Did anybody else feel a tad... disappointed by how easy this was? Spoilers ahead...
So yeah, Dean killed Abaddon, the last Knight of Hell, last night. And it felt kind of shrug-worthy. There was all this talk about how Abaddon was going to ravage the Earth, and she was creating a brand new demon army, yadda yadda... but in the end, she went down ridiculously easily. I have to assume there's a twist coming, like that army is still out there, but still. Buh?
It's not just a letdown because it was too easy, though — also, it makes this season feel even more aimless than it already did. There were two main plotlines: the Civil War in Hell and the angels fighting over Heaven. And you had to assume that at some point, they would maybe converge. But... apparently not. The whole thing with Abaddon and Crowley feels like a gigantic shaggy dog story at this point, and you have to think this show maybe loves Crowley a bit too much after all.
The bulk of the episode was teasing us with the idea that Abaddon was maybe going to outsmart Crowey and Dean — not that hard, especially in Dean's case. Abaddon's big master plan, surprisingly, isn't just ripping Crowley's head off. Instead, she goes back in time and grabs Crowley's son Gavin MacLeod from 18th century Scotland, and brings him to 21st century Cleveland — there, she threatens Gavin's life to get Crowley to help set a trap for the Winchesters. This turns into lots and lots of Crowley bonding with the son who hates him, and some mildly amusing "fish out of water" comedy with young Gavin encountering lightbulbs and tall buildings and games where the Buccaneers beat the Saints.
I guess Crowley has human emotions after all — he's been addicted to blood since Sam "cured" him, but it wasn't clear until now that he still actually had human feelings. And Crowley not only wants to save his son Gavin from Abaddon, but he wants to keep Gavin MacLeod from sailing on the Love Boat to certain death, back in the 18th century. It's all cute — but as the apparent culmination of a long-running storyline, it feels disposable. Even if this is just a fake-out and Abaddon isn't dead (or her plan is going forward somehow), it's still underwhelming.
In the other part of the episode, Castiel has a huge organization behind him in the fight against Metatron, and they capture one of Metatron's wannabe lieutenants.
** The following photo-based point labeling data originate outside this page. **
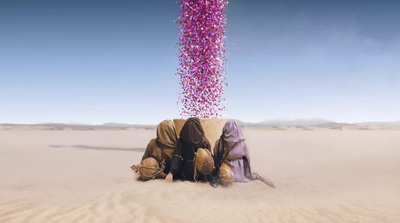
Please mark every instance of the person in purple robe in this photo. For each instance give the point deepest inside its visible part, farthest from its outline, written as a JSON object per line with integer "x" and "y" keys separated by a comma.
{"x": 231, "y": 148}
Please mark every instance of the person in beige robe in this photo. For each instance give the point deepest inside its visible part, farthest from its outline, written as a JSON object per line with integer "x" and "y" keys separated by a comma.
{"x": 162, "y": 147}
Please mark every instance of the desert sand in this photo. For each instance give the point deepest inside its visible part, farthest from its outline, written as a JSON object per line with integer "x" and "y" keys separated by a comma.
{"x": 322, "y": 175}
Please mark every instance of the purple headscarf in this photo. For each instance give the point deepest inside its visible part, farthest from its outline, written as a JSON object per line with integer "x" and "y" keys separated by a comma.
{"x": 232, "y": 143}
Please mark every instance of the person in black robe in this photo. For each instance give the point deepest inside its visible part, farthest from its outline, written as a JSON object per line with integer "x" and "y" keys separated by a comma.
{"x": 191, "y": 138}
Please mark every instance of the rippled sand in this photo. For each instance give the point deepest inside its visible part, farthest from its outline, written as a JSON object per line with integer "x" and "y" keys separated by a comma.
{"x": 84, "y": 176}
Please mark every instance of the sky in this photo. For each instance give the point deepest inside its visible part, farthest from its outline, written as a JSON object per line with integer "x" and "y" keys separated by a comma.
{"x": 95, "y": 61}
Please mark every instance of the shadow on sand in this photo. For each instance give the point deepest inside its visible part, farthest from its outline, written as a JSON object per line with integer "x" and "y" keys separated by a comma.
{"x": 100, "y": 148}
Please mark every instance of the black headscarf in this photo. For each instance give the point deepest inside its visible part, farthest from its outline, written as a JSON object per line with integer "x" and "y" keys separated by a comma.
{"x": 192, "y": 133}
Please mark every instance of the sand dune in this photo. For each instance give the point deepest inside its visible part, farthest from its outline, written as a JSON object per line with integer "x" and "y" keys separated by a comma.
{"x": 84, "y": 176}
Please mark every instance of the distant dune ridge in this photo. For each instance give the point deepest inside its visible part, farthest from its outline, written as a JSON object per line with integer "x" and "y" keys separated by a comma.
{"x": 82, "y": 174}
{"x": 274, "y": 124}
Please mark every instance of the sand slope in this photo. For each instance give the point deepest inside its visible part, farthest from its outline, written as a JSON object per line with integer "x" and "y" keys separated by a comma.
{"x": 84, "y": 176}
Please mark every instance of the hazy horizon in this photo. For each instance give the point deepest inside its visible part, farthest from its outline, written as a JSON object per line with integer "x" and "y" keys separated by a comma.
{"x": 99, "y": 61}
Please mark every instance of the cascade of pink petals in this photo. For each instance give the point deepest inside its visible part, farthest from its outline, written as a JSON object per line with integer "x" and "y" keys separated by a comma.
{"x": 202, "y": 57}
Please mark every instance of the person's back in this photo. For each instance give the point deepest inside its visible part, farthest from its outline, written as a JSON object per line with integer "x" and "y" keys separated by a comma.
{"x": 191, "y": 139}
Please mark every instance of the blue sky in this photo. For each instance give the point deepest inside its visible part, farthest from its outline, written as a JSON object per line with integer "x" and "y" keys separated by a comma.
{"x": 115, "y": 61}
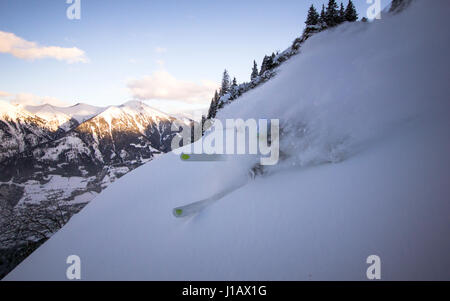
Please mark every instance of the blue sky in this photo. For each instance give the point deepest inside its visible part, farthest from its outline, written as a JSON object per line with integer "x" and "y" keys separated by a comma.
{"x": 185, "y": 43}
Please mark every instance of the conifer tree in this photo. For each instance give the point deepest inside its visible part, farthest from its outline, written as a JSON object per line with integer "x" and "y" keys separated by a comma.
{"x": 350, "y": 12}
{"x": 341, "y": 14}
{"x": 313, "y": 16}
{"x": 264, "y": 65}
{"x": 331, "y": 15}
{"x": 322, "y": 15}
{"x": 214, "y": 106}
{"x": 225, "y": 87}
{"x": 254, "y": 71}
When Sam and Dean use mockery instead of torture, the guy spills everything about Metatron's secret portal to Heaven, his ground army, and his elite shock troops. And then the guy is killed, leaving Castiel to believe he has a mole. So Castiel tries to recruit Gadreel — if not as an ally, then as a spy.
Oh, and Dean is being turned nasty by the Mark of Cain and the First Blade, not surprisingly.
All in all, a pretty entertaining hour of television — but not one that leaves me with a great sense of urgency or storytelling momentum. If anything, it felt somewhat... anticlimactic.